The COVID-19 pandemic is the biggest professional challenge most of us will ever face as physicians. It has been terrifying and heart-breaking, and has forced many of us to work outside our comfort zone, with one-third of physicians reporting higher levels of anxiety or depression due to COVID-19. While we look toward a new "normal" as more people get vaccinated, we sincerely wonder what this "new" will look like.

Recently, American Board of Internal Medicine (ABIM) staff spoke with dozens of doctors across internal medicine and its subspecialties about what they needed from us and how we can help. Several reported feelings of burnout and difficulty coping. After hearing the exhaustion in their voices, the desperation for the pandemic to end, and concern about their future, we determined that we -- and everyone in healthcare -- can take greater action to reshape the healthcare system to help physicians heal today and for the long-term.

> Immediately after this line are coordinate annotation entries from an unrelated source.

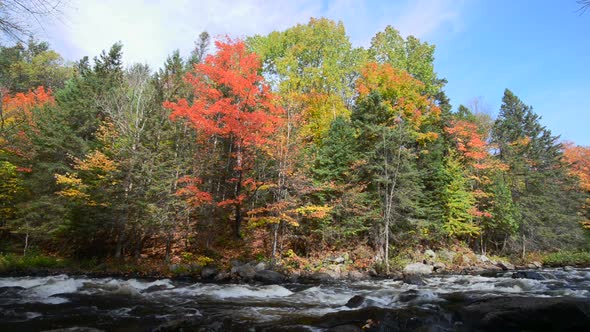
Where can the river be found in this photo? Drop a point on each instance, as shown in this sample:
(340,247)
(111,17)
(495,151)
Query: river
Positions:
(108,304)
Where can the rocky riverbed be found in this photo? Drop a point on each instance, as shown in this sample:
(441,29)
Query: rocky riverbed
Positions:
(545,299)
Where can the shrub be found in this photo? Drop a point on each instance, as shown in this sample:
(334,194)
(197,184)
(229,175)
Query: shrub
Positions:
(561,258)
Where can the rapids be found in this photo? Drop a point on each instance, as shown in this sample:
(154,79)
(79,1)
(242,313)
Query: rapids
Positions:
(59,302)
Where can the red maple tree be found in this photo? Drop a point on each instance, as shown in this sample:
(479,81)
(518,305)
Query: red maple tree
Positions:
(232,102)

As one course of action, the ABIM Board of Directors unanimously voted to extend Maintenance of Certification (MOC) requirements through 2022. Multiple factors influenced this decision. While MOC is intended to help physicians -- and their patients and colleagues -- know they are keeping their medical knowledge current, we know that during the pandemic physicians were obliged to spend a significant amount of time learning about the science of the novel coronavirus and new treatment regimens in caring for their patients.

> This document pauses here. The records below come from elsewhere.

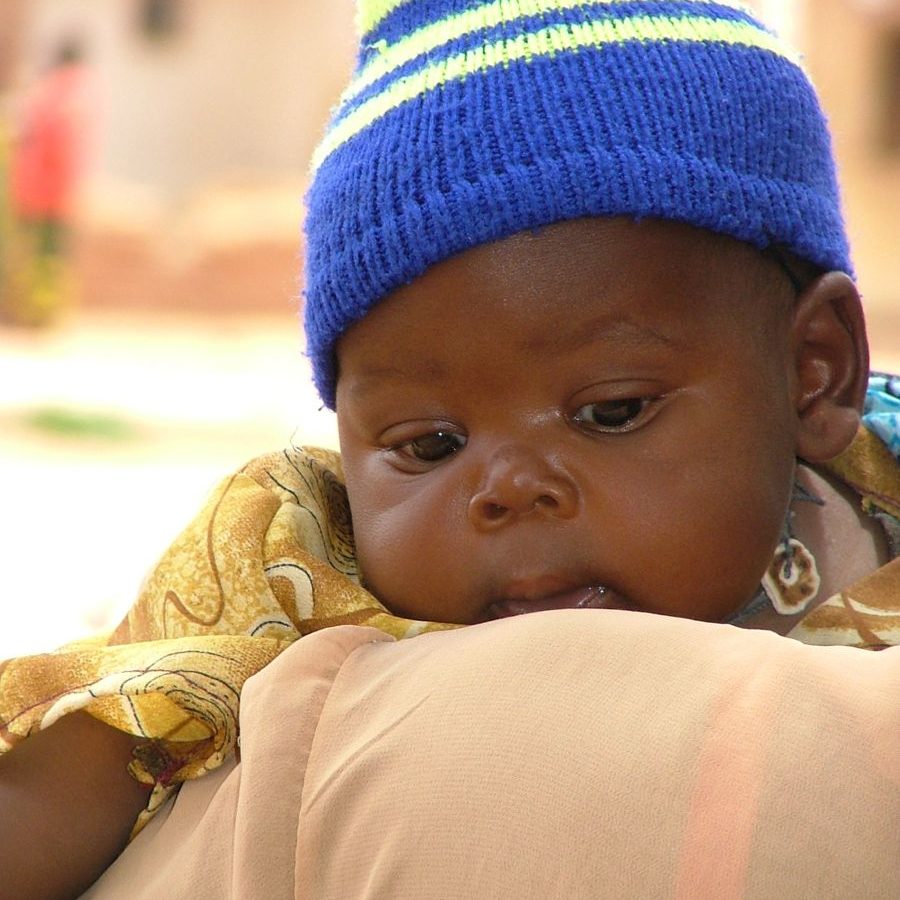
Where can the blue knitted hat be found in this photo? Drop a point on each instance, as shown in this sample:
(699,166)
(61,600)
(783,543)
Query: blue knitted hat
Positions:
(467,121)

But the most important factor in making the decision to extend deadlines was the well-being of physicians. That prompted us to wonder what else we could collectively do across the healthcare system. As the immediacy of COVID-19 wanes and physicians' grief and sorrow about the past year's battle surfaces, we have been thinking about the well-being of board-certified physicians -- but other members of the care team have also shared the enormous challenge of caring for patients and experienced the pandemic in deeply personal ways.

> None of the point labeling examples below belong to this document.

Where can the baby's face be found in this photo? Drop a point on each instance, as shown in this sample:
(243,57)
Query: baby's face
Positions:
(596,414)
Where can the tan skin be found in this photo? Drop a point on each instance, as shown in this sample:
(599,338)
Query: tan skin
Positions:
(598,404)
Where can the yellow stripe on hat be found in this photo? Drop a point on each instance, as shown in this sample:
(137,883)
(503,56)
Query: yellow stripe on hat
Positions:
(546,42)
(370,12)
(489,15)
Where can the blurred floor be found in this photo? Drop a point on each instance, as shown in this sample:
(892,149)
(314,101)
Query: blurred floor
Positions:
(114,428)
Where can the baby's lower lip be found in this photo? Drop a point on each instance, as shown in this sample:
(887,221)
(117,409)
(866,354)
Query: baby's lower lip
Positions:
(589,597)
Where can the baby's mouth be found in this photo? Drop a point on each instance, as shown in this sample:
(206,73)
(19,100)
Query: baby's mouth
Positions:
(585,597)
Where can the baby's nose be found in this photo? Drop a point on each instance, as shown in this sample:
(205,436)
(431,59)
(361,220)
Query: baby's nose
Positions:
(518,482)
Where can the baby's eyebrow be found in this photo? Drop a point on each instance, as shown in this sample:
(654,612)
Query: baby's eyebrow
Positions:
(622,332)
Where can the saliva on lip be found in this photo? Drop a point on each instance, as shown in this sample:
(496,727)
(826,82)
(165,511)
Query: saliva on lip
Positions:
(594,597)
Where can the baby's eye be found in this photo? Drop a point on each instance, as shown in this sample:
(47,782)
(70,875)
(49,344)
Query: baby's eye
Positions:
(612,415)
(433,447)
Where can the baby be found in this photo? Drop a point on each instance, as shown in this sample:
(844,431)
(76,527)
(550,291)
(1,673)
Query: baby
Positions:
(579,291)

We heard CDC director Rochelle Walensky, MD, MPH, tear up as she described her recurring feeling of "impending doom" and the nightmare of being the last person to hold the hand of a dying COVID-19 patient unable to see loved ones. We fear our physicians may suffer PTSD when they take off their white coats after this pandemic has finally ended.

While vaccinations are increasing, so are state decisions to relax rules about mask use and indoor gatherings. Surges are on the rise, and physicians in some regions of the country once again face hospital beds filled with COVID-19 patients. Many physicians are vaccinated, which reduces concerns about personal safety, but there are still critical shortages of ICU staff, which adds to stress and feelings of burnout.

During the pandemic, clinical care has been transformed in many ways. For example, a larger proportion of ambulatory visits are virtual (though most are still in-person), and CMS and other agencies have modified long-standing policies to reduce preexisting constraints on team-based care. This has helped diminish feelings of burnout and fatigue, and allowed physicians to concentrate on patient care when it was needed most.

Even after the pandemic has passed, we must continue to preserve physicians' cognitive bandwidth and emotional health for the direct care of patients. Pre-COVID-19 physicians in ambulatory practice reported that they spent nearly two hours on electronic health record (EHR) and desk work for every one hour of direct patient care, with an additional one to two hours per day of mostly EHR work during their personal time on nights and weekends. The hours of administrative work saved during the pandemic should be preserved so physicians can take the time they need to heal from the crisis.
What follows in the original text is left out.